Healthy Sweet Tooth: Five without Five

So perhaps you exercise regularly, you enjoy alcohol in moderation (sometimes), and you eat fairly healthy most days of the week. Sounds like you’ve been doing a great job on the path to a healthy lifestyle … congratulations.

However … you’ve been ignoring your sweet tooth for weeks, and the groans from one of your molars seem almost deafening as you gaze longingly at the candy jar on the office receptionist’s desk.

Stop torturing yourself. The best part of being healthy is being able to enjoy everything you love in moderation, including the occasional sweet treat. (Insert cheer from sugar-craving right molar here.)

Here are five suggestions for healthy-ish desserts that won’t ruin your whole day, your whole diet or your whole way of life, though some of them may be to die for.
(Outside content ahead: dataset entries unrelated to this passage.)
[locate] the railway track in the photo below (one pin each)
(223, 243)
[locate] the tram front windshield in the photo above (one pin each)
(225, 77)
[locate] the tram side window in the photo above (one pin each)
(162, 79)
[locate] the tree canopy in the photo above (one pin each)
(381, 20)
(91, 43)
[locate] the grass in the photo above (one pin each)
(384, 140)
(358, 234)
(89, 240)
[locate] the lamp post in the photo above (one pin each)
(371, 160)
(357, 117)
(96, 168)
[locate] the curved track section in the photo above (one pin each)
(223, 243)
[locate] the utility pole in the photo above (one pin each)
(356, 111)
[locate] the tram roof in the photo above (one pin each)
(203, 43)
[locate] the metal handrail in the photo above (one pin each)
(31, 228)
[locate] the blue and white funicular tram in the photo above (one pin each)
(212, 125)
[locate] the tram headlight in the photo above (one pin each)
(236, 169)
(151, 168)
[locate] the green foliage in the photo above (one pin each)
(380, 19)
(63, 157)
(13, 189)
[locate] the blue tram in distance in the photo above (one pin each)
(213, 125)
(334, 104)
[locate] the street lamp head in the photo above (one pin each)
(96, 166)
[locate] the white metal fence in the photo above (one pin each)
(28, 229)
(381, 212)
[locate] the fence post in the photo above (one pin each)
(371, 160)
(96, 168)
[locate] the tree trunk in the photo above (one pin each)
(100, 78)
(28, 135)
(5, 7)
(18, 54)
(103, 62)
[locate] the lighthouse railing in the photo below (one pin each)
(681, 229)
Candy Newman’s Own Dark Chocolate Peanut Butter Cups
One package contains 180 calories, 12 grams of sugar, two grams of fiber and three grams of protein. The dark chocolate contains lots more antioxidants and less sugar than regular milk chocolate. Also, these little beauties are organic! They are completely delicious … you might never look at Reese’s the same way again!

Dessert Bertolli Tiramisu
Tiramisu is one of my all-time favorite desserts, but when you order it at a restaurant, it comes to the table in a serving so big it covers up almost the whole plate. If you go out to eat with your sweetie and decide to end the night with a sweet, skip ordering dessert at the table and grab these from your local grocer’s freezer. They come in single-serve cups at 210 calories, 14 grams of sugar and two grams of protein. Pair with black coffee and your sweet tooth is tamed another day.
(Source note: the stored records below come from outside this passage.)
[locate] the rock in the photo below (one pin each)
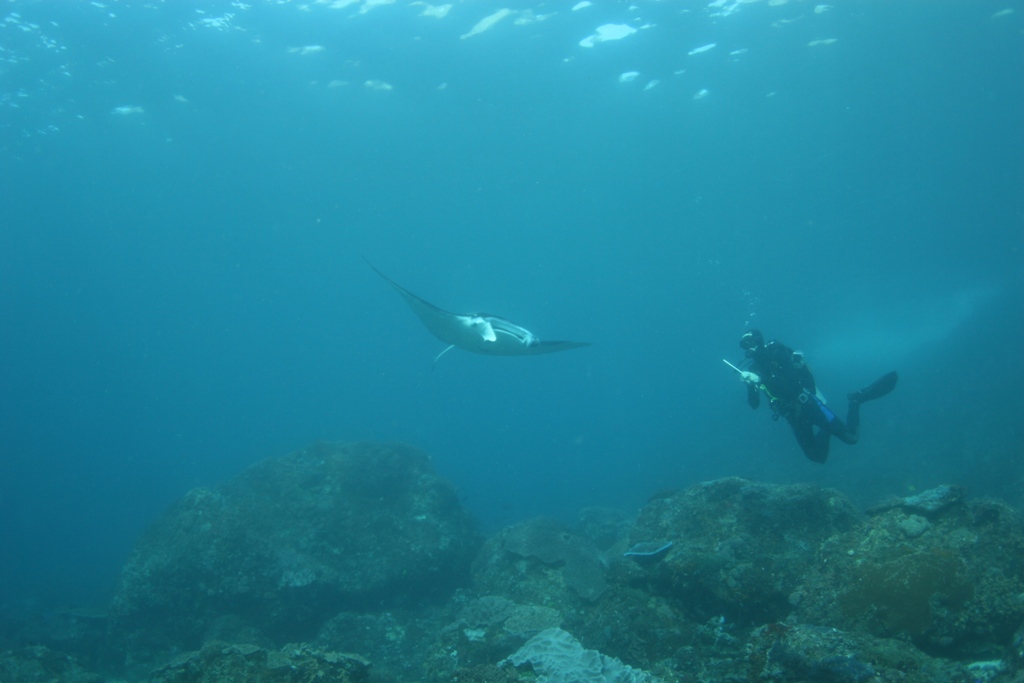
(538, 562)
(800, 652)
(929, 502)
(293, 541)
(218, 662)
(739, 548)
(953, 584)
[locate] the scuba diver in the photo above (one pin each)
(783, 376)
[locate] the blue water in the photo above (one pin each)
(187, 193)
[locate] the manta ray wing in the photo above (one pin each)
(477, 333)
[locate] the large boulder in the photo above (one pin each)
(292, 542)
(937, 569)
(738, 548)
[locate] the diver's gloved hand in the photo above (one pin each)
(750, 378)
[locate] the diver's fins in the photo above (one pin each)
(881, 387)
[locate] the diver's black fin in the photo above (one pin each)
(881, 387)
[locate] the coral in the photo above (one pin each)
(537, 561)
(293, 541)
(294, 664)
(558, 657)
(738, 548)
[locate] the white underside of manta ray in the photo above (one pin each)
(479, 333)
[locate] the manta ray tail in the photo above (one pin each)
(440, 354)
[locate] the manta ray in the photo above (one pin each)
(479, 333)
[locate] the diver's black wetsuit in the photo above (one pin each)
(790, 387)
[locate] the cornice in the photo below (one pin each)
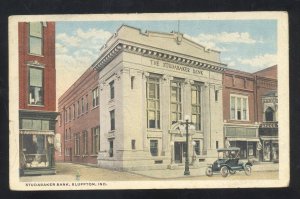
(156, 54)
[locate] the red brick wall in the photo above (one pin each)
(85, 122)
(48, 59)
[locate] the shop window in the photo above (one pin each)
(196, 106)
(154, 147)
(269, 114)
(153, 100)
(112, 120)
(35, 38)
(216, 95)
(176, 103)
(85, 142)
(197, 147)
(238, 107)
(111, 148)
(133, 144)
(112, 90)
(36, 90)
(95, 140)
(77, 144)
(95, 97)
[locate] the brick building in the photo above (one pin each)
(267, 106)
(78, 121)
(37, 96)
(250, 113)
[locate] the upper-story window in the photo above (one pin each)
(153, 100)
(269, 114)
(112, 90)
(196, 106)
(36, 38)
(36, 90)
(239, 107)
(176, 103)
(95, 97)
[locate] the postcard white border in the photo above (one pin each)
(283, 100)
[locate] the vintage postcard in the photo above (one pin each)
(143, 101)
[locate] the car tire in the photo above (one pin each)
(224, 171)
(248, 170)
(209, 172)
(232, 172)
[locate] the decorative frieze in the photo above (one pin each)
(156, 55)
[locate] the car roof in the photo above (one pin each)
(229, 149)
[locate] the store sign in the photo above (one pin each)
(176, 67)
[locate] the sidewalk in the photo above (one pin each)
(200, 171)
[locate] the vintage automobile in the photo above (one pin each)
(228, 163)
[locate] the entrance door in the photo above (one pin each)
(180, 150)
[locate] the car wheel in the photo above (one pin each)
(247, 170)
(232, 172)
(209, 172)
(224, 171)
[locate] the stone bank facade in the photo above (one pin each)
(148, 82)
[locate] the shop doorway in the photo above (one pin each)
(180, 150)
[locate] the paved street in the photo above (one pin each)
(68, 171)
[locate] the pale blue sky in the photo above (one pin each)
(248, 45)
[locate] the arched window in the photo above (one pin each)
(269, 113)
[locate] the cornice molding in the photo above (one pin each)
(156, 54)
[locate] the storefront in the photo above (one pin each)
(245, 138)
(36, 145)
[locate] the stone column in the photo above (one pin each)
(145, 75)
(165, 112)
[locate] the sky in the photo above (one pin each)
(247, 45)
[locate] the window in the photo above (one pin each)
(196, 106)
(70, 113)
(112, 90)
(238, 107)
(154, 147)
(269, 114)
(36, 90)
(216, 95)
(82, 105)
(197, 147)
(95, 140)
(85, 142)
(35, 38)
(132, 82)
(66, 134)
(112, 120)
(78, 109)
(111, 148)
(176, 105)
(87, 104)
(74, 112)
(133, 144)
(95, 97)
(153, 106)
(77, 144)
(39, 125)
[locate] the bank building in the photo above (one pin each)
(149, 82)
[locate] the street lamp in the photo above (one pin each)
(188, 125)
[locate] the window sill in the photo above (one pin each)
(32, 54)
(36, 105)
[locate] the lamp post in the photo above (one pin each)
(187, 126)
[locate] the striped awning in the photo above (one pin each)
(34, 132)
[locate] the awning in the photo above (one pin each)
(33, 132)
(269, 138)
(243, 139)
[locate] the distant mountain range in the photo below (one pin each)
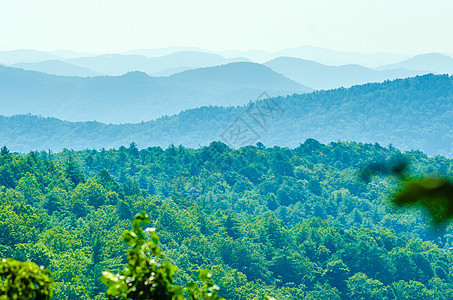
(412, 113)
(432, 62)
(116, 64)
(136, 96)
(319, 76)
(57, 67)
(321, 55)
(315, 67)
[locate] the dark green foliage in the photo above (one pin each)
(309, 231)
(24, 281)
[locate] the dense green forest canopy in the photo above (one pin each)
(284, 222)
(412, 113)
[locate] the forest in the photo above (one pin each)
(407, 113)
(288, 223)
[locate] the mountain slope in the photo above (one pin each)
(319, 76)
(25, 55)
(136, 96)
(119, 64)
(57, 67)
(413, 113)
(432, 62)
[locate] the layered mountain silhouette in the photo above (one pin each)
(119, 64)
(57, 67)
(319, 76)
(136, 96)
(412, 113)
(431, 62)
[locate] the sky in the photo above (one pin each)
(112, 26)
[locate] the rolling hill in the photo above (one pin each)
(136, 96)
(119, 64)
(414, 113)
(432, 62)
(319, 76)
(57, 67)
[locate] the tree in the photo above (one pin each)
(24, 280)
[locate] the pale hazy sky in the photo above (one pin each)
(397, 26)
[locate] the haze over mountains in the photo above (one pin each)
(302, 64)
(413, 113)
(136, 96)
(319, 76)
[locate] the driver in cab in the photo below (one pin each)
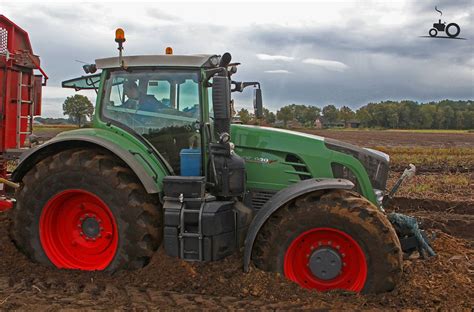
(138, 100)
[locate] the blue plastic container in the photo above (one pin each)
(190, 162)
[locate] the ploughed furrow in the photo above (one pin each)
(453, 218)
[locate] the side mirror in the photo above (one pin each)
(221, 103)
(257, 103)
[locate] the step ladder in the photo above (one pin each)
(191, 240)
(20, 102)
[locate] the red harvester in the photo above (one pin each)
(20, 97)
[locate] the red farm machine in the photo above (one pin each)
(20, 97)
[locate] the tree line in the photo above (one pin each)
(445, 114)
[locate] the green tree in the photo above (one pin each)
(330, 113)
(269, 116)
(285, 114)
(346, 114)
(78, 108)
(244, 116)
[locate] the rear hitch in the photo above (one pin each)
(408, 173)
(410, 235)
(408, 229)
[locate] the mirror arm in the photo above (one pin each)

Cookies Kashi Soft-Baked Cookies
There are a few varieties of this brand of cookie, each having between 120-130 calories, less than 10 grams of sugar, two to three grams of protein and a whopping four grams of fiber. The package also lists whole grain, which isn’t surprising due to the fiber content. A lot of the ingredients are organic as well. A few hours after dinner, heat one up in the microwave for a few seconds and enjoy with four to eight ounces of cold, nonfat milk. The protein and fiber combination will keep you feeling full long into the evening.

Ice Cream Yes
The problem with ice cream is portion control. If you can stick to the half-cup serving size, ice cream can actually be one of the healthiest sweet-tooth options there is. Most servings of ice cream are only about 150 calories, so you can’t really go wrong picking out your favorite flavor. Even soy ice cream and Greek yogurt ice cream contain the same number of calories per serving … they just tend to have more protein in them as well. Go ahead, grab that Chunky Monkey, just make sure you don’t eat the whole pint.
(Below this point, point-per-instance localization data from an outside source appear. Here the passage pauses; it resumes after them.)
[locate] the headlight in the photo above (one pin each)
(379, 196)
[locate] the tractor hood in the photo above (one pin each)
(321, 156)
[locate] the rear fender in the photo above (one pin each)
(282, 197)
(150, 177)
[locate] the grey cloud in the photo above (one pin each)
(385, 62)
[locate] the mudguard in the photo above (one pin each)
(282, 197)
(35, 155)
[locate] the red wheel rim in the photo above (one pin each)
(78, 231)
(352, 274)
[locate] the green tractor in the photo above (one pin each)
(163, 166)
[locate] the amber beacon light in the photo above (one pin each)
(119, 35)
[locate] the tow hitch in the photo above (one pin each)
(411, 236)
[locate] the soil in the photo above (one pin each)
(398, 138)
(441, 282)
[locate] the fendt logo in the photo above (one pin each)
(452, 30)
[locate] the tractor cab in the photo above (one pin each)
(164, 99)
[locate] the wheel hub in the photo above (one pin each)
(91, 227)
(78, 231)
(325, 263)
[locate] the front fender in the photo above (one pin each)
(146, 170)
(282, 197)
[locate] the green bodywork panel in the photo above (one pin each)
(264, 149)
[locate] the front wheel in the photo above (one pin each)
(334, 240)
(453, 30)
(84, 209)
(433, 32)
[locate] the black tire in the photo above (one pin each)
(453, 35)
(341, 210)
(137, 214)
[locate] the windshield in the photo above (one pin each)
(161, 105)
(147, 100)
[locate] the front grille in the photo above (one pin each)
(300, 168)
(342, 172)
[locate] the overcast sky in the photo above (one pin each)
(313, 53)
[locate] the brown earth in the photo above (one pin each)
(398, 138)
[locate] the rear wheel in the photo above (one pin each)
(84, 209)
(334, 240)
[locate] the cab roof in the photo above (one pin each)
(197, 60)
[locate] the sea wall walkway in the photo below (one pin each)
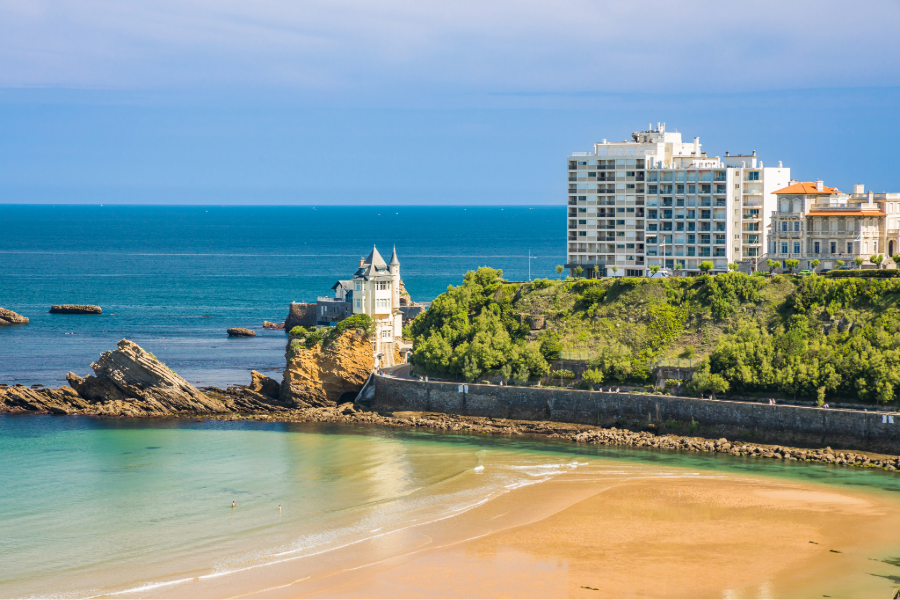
(874, 430)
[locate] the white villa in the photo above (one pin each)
(376, 292)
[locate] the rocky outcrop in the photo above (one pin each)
(300, 313)
(76, 309)
(8, 317)
(134, 377)
(241, 332)
(323, 374)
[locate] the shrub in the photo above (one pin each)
(868, 273)
(562, 374)
(592, 377)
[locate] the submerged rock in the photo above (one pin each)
(8, 317)
(241, 332)
(328, 373)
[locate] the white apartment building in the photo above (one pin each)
(814, 222)
(656, 200)
(376, 292)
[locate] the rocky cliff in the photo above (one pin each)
(130, 381)
(323, 374)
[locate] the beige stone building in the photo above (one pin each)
(814, 222)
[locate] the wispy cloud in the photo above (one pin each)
(393, 48)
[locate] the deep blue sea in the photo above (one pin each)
(173, 279)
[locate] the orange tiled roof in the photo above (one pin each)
(846, 213)
(807, 187)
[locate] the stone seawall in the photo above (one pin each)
(749, 421)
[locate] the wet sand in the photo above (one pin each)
(616, 531)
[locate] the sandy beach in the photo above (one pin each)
(604, 531)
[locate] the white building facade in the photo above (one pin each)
(656, 200)
(376, 292)
(814, 222)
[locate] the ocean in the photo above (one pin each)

Cakes, Brownies or Pies Head to your local bakery
For this sweet-tooth craving, I suggest grabbing a friend and taking a walk to your favorite local bakery. We are so lucky to have lots of family-owned bakeries in Columbus, including my personal favorite, Resch’s Bakery, located at 4061 E. Livingston Ave. Get to know the person behind the counter and order a single cupcake, slice of pie or small brownie. By satisfying this sweet-tooth craving with an experience, rather than just a food, you’ll feel more fulfilled and satisfied than if you just wolfed down a piece of cake on a whim. You’ll also be supporting a small business, which makes the occasional calorie-fest totally worth it. It’s healthy for you, and our economy.